I would call the set for the film one of the "great movie sets". It's shot on the dilapidated remains of the Expo 67, or the Montreal World Fair from 1967, which was based on some partly man made islands in the Saint-Lawrence River. Expo 67 was a fairly enormous matter of Canadian pride back then, the housing development built to coincide with it "Habitat 67" is stunning (pictures can be got from google quite easily).
It is an example of the great genius of Robert Altman that instead of control freaking a script he went to Montreal and let the script fit itself around the deserted bewintered pavilions. One of the players, called Saint Christopher runs a mission for the feeble where he preaches all sorts of skewed dissonant religion. Behind him whilst he orates, we see a banner, clearly a relic from the Expo, "The Earth is the cradle of the mind, but we cannot live forever in a cradle". This is a quote from Konstantin Eduardovitch Tsiolkovsky, the father of Russian space exploration, and written in 1911, perhaps decorating some sort of planetarium originally. In the religious context relating to the afterlife in which Altman places it, it becomes phantasmagorical and bewitching (as does a photo collage in the main quintet hall). This is a true example of film aleatoricism, the film was already green-lighted before Altman had been anywhere near the Expo, originally the idea was to shoot in Chicago.
Another thing Altman makes an asset out of are his clearly wizened and ageing cast, it lends gravitas because the world of Quintet is one where no-one has been born in at least a generation, it's just something else that he made fit. One common complaint of the film is that the cast didn't have very good English. That is undoubtedly true, however I wasn't having very much problem with it myself. It goes to emphasise the estrangement of all the characters, it's right that they find communication difficult, one character smiles on hearing Essex use the word friend because he hasn't heard that word in a long time.

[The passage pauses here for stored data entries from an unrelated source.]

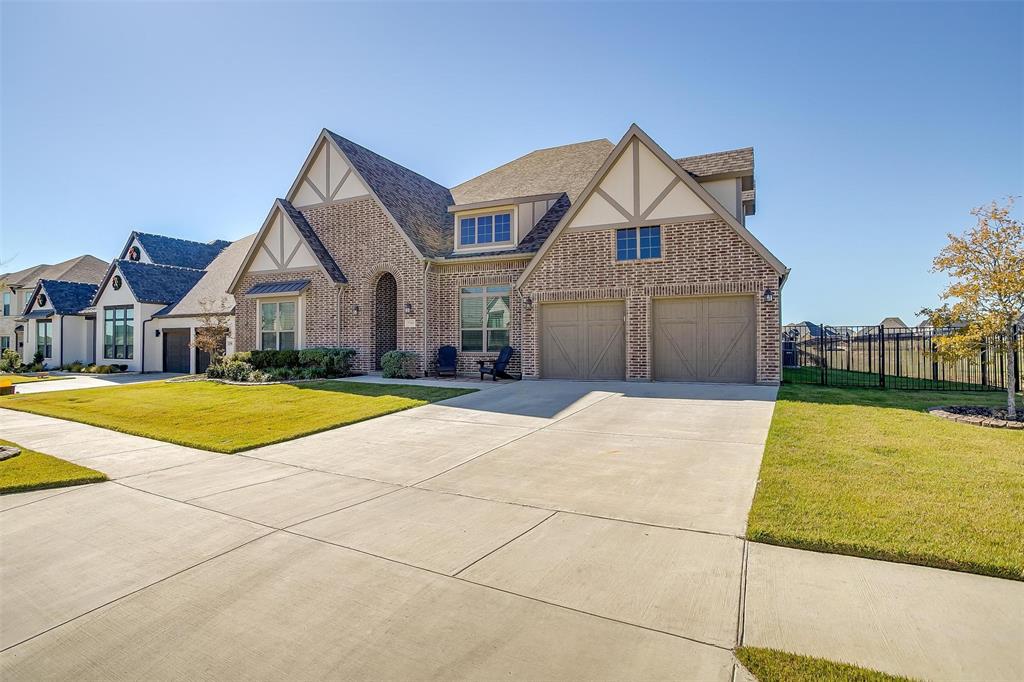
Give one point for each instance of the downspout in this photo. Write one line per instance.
(426, 327)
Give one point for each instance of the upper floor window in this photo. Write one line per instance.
(495, 228)
(638, 243)
(278, 324)
(44, 338)
(119, 332)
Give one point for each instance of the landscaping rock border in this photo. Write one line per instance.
(990, 417)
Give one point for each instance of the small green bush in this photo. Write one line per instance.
(10, 360)
(398, 365)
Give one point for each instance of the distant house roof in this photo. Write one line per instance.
(158, 284)
(278, 287)
(81, 268)
(180, 253)
(68, 298)
(417, 203)
(313, 242)
(210, 294)
(733, 162)
(558, 169)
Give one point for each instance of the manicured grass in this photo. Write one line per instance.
(837, 377)
(868, 473)
(227, 419)
(32, 471)
(773, 666)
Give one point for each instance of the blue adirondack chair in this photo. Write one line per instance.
(446, 364)
(498, 367)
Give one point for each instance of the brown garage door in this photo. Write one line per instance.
(583, 340)
(705, 339)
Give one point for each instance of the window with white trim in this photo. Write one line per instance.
(485, 314)
(278, 325)
(485, 229)
(119, 332)
(44, 337)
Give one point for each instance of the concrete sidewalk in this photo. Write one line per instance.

This film is very philosophical about the nature of existence and the directions we should take, however let me give you the big health warning that you will only get out of it what you yourself put in, hence the current 4.6/10 rating on the IMDb, it is not a film for the idling. One thing I also liked about it by way of image is that it was very much like a silent film. Altman in a great many of the shots has had Vaseline smeared around the edges of the camera to create that kind of cosy centring effect that you see in early silent films, ie. the oneiric lack or periphery. He's also enjoying the shooting of nature. It reminds me a bit of Sir Arne's Treasure (1919 - Mauritz Stiller), where a lot of the focus is simply on shooting nature, and also of the frozen alpine scenes you get in German bergfilms.
At the moment this film is available on R1 DVD via a four-disc box-set of Altman films. One extra bonus point for the set is it has a Quintet documentary with chat from RA himself. As regards what people have said of the Cold War, I didn't hear Altman mention it once, it's a film that works just as well now. Surely there were Cold War parallels, but in fact the film is utterly timeless.
I want to give you a further health warning that for those of you who are looking for a lot of plot and in depth characterisation, you will find in this film two hours of monotony, and it will also depress you. For me it's true genius.